Dirac halló una literal duplicación de posibilidades para el electrón. Por ejemplo, a electrones quietos, con su energía habitual positiva emececuadrado, habría que agregar la existencia de electrones también quietos pero con energía negativa (–m · c2). Si se mueven, lo mismo. Por cada posibilidad existente, una nueva. El dilema fue entonces determinar si estas soluciones matemáticas, fruto de estudiar ecuaciones matemáticas abstractas, eran algo más que eso, si correspondían a alguna realidad material. Y si existían, ¿cómo era posible que no se las hubiera observado?

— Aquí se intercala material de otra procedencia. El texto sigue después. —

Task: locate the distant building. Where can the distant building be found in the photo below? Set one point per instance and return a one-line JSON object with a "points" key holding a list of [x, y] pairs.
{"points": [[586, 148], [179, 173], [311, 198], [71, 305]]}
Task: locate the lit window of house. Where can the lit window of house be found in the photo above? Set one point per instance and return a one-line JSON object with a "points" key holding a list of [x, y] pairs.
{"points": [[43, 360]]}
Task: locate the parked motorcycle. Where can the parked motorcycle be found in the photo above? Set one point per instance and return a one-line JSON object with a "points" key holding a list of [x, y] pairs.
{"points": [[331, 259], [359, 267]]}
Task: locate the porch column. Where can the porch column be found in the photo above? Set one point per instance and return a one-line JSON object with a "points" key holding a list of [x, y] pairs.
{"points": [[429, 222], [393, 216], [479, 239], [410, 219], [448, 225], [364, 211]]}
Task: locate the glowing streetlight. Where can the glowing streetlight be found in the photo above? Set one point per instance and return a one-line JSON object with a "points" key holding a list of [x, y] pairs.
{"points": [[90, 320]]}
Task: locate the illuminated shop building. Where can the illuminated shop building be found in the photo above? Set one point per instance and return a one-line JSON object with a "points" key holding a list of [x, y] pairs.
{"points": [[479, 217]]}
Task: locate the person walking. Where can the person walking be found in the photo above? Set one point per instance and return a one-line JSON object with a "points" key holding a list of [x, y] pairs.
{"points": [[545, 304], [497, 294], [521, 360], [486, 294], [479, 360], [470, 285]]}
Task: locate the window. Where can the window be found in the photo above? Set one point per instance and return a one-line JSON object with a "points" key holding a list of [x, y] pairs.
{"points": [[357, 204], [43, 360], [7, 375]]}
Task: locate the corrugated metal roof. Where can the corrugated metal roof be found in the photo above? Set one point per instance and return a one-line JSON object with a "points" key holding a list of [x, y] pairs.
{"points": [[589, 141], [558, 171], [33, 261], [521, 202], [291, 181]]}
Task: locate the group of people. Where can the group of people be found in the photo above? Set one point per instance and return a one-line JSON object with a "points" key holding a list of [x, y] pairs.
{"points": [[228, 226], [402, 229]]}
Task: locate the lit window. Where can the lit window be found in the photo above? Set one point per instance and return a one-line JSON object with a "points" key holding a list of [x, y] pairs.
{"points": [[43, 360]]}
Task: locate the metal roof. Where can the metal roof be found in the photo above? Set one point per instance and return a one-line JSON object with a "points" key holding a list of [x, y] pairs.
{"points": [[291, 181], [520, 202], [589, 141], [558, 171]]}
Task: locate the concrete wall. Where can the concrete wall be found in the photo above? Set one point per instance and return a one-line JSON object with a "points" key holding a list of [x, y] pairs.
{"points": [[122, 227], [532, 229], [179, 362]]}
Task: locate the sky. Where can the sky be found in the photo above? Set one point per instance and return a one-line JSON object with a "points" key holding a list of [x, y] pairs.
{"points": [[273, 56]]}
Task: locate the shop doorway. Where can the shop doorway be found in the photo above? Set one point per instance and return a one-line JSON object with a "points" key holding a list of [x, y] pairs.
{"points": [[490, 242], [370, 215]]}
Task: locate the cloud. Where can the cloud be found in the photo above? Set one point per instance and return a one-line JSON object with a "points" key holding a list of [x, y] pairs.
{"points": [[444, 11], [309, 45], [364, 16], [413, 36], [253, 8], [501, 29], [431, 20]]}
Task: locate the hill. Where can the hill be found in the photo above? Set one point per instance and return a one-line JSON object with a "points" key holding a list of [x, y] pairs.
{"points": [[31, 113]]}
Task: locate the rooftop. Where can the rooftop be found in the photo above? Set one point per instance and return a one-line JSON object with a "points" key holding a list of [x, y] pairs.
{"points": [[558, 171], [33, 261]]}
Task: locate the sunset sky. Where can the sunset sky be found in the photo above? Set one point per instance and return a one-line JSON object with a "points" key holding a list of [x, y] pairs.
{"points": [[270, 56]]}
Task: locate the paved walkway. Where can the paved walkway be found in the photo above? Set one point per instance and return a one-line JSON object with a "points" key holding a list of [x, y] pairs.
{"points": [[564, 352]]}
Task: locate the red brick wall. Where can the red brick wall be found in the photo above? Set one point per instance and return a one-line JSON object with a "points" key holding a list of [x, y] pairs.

A fines de 1929 y en mayo de 1931, Paul Dirac publicó dos nuevos trabajos en que sugería que estos hipotéticos objetos están en todas partes, que hay un incontable número de ellos ocupando las infinitas posibilidades de energías negativas, como peces en un mar sin fondo. Lo que llamamos vacío en realidad está repleto de ellos, tan lleno que para darnos cuenta habría que sacar uno y ver el agujero que queda. Es como advertir que uno está en una habitación hermética porque en una de las paredes existe un portillo que deja pasar la luz. O darse cuenta de que hay mucho ruido porque de pronto el barullo se suspende por un lapso breve. O notar que uno está sumergido en el agua, porque se produce una burbuja de aire, de ausencia de agua.